Element geochemistry, mineralogy, geochronology and zircon Hf isotope of the Luxi and Xiazhuang granites in Guangdong province, China: Implications for U mineralization

The Luxi and Xiazhuang granitic plutons are parts of the Guidong granite belt in northern Guangdong Province, China. They occur next to each other and have similar crystallization ages. However, the Xiazhuang pluton hosts several important uranium (U) ore deposits, whereas the Luxi pluton does not. This study compares the two plutons using whole-rock geochemistry, biotite compositions, zircon U–Pb ages by LA-ICPMS, and in situ zircon Hf isotope data by LA-MC-ICPMS, to understand the fundamental controls. Results show that the two plutons have similar ages, 237 Ma for the Luxi pluton and 234 Ma for the Xiazhuang pluton. They also have similar geochemical features that are characteristic of S-type granites. Zircons from both plutons have negative εHf(t) values (− 9 to − 12) and a Paleoproterozoic two-stage Hf model age (TDM2 = 1838 Ma to 2025 Ma), suggesting that their parental magmas were all derived from Paleoproterozoic metasedimentary rocks. The geochemical and petrological data suggest that these two plutons crystallized from magmas derived from the same parent at different stages, the parental magma of the Xiazhuang pluton is more evolved than that of the Luxi pluton. This factor, plus different physical–chemical conditions (such as temperature, volatile components and oxidation state) resulted in higher U content and favorable U-bearing species in the Xiazhuang magmatic hydrothermal system. U occurs mainly as uraninite in the Xiazhuang pluton, which facilitates U transfer from granite into CO2-rich hydrothermal fluid to form U ore deposits. In contrast, U occurs mainly as REE-bearing minerals in the Luxi magmatic system, preventing U transfer to associated hydrothermal fluids.
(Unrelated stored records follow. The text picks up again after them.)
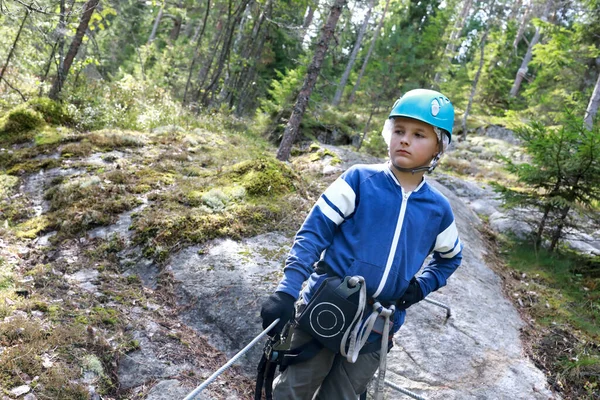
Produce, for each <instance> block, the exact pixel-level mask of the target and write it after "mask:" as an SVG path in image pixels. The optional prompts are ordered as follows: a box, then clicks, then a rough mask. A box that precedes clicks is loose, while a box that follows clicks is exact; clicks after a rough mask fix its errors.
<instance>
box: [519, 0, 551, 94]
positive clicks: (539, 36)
mask: <svg viewBox="0 0 600 400" xmlns="http://www.w3.org/2000/svg"><path fill="white" fill-rule="evenodd" d="M551 4H552V0H548V1H547V2H546V7H545V8H544V15H543V16H542V20H543V21H546V20H547V18H548V13H549V12H550V6H551ZM539 40H540V27H539V26H538V27H536V28H535V34H534V35H533V38H532V39H531V41H530V42H529V46H528V47H527V53H525V57H523V62H521V67H520V68H519V70H518V71H517V75H516V76H515V81H514V83H513V86H512V88H511V89H510V97H516V96H517V94H518V93H519V89H520V88H521V83H522V82H523V78H524V77H525V74H527V69H528V65H529V63H530V62H531V59H532V58H533V47H534V46H535V45H536V44H537V43H538V42H539Z"/></svg>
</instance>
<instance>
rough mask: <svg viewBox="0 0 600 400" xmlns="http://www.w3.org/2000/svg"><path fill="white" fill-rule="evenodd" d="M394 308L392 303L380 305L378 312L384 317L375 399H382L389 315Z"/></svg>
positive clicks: (385, 370)
mask: <svg viewBox="0 0 600 400" xmlns="http://www.w3.org/2000/svg"><path fill="white" fill-rule="evenodd" d="M395 310H396V306H394V305H393V304H392V305H391V306H390V307H389V308H384V307H382V310H381V311H380V314H381V315H383V316H384V317H385V323H384V324H383V332H382V333H381V352H380V355H379V375H378V376H377V386H376V388H377V389H376V392H375V400H381V399H383V386H384V384H385V372H386V369H387V348H385V346H387V341H388V338H389V333H390V317H391V315H392V314H393V313H394V311H395Z"/></svg>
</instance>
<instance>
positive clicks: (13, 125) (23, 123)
mask: <svg viewBox="0 0 600 400" xmlns="http://www.w3.org/2000/svg"><path fill="white" fill-rule="evenodd" d="M43 125H44V118H43V117H42V115H41V114H40V113H38V112H37V111H35V110H31V109H29V108H27V107H24V106H19V107H16V108H14V109H13V110H12V111H10V112H9V113H8V115H7V116H6V118H5V120H4V124H3V126H2V128H0V141H8V142H12V143H20V142H26V141H28V140H30V139H32V138H33V132H32V131H33V130H34V129H36V128H39V127H41V126H43Z"/></svg>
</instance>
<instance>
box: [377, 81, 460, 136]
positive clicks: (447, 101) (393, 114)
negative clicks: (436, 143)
mask: <svg viewBox="0 0 600 400" xmlns="http://www.w3.org/2000/svg"><path fill="white" fill-rule="evenodd" d="M394 117H407V118H414V119H417V120H419V121H423V122H426V123H428V124H429V125H432V126H434V127H436V128H439V129H441V130H442V131H443V132H444V133H445V134H446V135H447V136H448V143H449V142H451V141H452V127H453V126H454V106H452V103H451V102H450V100H449V99H448V98H447V97H446V96H444V95H443V94H441V93H440V92H436V91H435V90H429V89H414V90H410V91H408V92H406V93H405V94H404V96H402V97H400V98H399V99H398V100H396V102H395V103H394V106H393V107H392V112H390V115H389V117H388V118H394ZM440 140H441V138H440Z"/></svg>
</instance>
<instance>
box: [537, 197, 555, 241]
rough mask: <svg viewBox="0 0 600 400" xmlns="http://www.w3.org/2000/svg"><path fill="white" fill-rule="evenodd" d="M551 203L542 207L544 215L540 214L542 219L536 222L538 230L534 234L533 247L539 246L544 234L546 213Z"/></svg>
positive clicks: (546, 218)
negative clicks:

As a result, the Xiazhuang pluton hosts several important uranium ore deposits, whereas the Luxi pluton is ore-barren.

► The zircon U–Pb age and Hf isotope of the biotite granite and two-mica granite are investigated.
► We ascertain the evolution relation between the two granites.
► F content and physic-chemical conditions control the form of uranium in granites.
► The potential of uranium mineralization is controlled by form of uranium in granites.